Riguardo ai benchmark, va anche detto che in Italia esiste una preziosa miniera di informazioni: la Banca Dati Nazionale degli Appalti Pubblici, BDNCP, gestita da ANAC e che contiene i risultati di tutte le gare effettuate in Italia. Un’ottima cosa, in teoria, tanto che la BNDCP ha ottenuto il primo posto nella graduatoria "National Contract Register", dedicata ai principali registri dei contratti pubblici europei. Peccato, però, che ANAC non si curi di assicurare, al pubblico o almeno ai buyer pubblici, un’estrapolazione dei dati gratuita e automatica come pure la legge impone (v. articolo).

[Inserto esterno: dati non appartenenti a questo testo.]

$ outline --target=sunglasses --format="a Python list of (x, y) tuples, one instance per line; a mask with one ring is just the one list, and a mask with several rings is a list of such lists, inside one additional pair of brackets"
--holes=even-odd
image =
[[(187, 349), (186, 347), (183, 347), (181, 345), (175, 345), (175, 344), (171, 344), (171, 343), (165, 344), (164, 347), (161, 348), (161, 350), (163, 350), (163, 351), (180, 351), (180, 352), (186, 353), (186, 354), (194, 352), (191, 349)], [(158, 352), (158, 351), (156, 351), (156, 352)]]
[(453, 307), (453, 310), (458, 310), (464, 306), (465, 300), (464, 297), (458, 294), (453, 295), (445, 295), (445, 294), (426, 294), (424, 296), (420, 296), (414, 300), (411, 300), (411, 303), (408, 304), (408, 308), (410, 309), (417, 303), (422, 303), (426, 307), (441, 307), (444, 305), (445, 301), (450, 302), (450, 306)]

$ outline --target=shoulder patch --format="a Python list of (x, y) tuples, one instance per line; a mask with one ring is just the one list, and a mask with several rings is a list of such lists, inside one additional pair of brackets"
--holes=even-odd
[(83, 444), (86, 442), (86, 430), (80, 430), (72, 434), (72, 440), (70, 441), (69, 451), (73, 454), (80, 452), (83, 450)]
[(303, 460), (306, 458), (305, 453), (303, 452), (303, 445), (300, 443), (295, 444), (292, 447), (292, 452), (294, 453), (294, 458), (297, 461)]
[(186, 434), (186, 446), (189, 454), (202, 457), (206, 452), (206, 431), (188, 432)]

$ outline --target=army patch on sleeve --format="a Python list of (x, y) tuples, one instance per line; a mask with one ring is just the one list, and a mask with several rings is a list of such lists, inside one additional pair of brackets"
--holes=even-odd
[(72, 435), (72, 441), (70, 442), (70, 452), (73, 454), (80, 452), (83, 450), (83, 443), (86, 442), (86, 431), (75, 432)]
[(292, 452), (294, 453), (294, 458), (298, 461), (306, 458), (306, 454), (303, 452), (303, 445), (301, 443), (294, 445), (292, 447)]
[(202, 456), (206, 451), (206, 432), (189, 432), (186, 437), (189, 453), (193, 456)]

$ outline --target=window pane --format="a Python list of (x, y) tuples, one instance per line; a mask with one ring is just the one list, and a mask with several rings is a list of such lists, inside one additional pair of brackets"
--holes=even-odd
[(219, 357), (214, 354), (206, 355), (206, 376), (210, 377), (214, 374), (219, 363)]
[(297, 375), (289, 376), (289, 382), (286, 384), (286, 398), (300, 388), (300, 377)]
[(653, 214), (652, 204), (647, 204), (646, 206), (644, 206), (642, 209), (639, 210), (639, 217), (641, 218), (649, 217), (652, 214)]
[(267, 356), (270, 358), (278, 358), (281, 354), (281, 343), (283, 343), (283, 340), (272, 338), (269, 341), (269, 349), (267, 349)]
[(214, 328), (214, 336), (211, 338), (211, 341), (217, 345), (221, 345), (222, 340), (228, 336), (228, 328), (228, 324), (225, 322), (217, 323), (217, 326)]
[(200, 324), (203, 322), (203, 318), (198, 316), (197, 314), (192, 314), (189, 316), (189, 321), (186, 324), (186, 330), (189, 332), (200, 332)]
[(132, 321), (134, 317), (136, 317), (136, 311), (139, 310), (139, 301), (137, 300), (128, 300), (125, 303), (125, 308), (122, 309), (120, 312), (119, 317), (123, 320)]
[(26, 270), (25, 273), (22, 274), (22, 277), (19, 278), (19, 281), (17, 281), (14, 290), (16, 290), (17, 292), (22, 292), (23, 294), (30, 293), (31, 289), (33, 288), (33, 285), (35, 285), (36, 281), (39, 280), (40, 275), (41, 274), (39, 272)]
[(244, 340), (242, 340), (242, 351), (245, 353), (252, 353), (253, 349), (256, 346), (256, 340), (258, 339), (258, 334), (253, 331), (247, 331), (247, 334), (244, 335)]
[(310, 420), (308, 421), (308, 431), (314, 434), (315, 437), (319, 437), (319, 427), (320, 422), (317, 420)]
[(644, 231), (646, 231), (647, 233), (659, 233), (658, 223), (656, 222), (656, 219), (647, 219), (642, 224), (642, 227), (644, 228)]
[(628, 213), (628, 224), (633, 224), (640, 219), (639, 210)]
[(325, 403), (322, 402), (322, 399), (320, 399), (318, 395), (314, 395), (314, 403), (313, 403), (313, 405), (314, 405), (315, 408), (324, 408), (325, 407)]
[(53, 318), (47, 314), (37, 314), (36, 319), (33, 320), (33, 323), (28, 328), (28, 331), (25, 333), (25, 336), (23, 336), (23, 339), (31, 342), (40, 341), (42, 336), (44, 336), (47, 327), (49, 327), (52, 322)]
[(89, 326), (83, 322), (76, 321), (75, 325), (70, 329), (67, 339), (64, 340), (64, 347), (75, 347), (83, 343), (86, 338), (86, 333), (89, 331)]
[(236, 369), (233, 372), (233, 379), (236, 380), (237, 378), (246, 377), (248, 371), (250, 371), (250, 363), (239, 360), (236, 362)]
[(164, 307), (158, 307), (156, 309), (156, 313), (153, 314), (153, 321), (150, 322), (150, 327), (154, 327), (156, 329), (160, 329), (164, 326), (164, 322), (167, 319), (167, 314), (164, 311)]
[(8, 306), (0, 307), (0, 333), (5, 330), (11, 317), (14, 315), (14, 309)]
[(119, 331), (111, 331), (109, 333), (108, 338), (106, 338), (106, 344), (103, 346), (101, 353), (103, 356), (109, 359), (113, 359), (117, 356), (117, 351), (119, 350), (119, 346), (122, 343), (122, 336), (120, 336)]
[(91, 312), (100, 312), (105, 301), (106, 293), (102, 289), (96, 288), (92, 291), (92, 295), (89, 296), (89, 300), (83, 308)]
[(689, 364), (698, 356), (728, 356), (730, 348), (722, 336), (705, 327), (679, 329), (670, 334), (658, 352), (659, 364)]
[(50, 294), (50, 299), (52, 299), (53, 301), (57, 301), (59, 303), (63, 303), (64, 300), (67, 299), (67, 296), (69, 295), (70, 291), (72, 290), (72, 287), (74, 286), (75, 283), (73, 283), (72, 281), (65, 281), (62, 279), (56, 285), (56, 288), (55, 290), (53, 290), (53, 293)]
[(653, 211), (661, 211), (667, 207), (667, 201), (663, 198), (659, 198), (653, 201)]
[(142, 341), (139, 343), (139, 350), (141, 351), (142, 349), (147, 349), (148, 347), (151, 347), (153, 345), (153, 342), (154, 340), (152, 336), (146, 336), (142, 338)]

Basterebbe imporre anche all’Autorità il rispetto di norme, cui sono soggetti tutti gli Enti pubblici, per garantire la trasparenza e per contrastare la corruzione. Emergerebbero i benchmark di riferimento di tutti gli acquisti pubblici, non solo quelli di Consip, valorizzando e non scoraggiando i comportamenti abili e virtuosi sottolineati, sia pur con tanta timidezza, dalla stessa ANAC.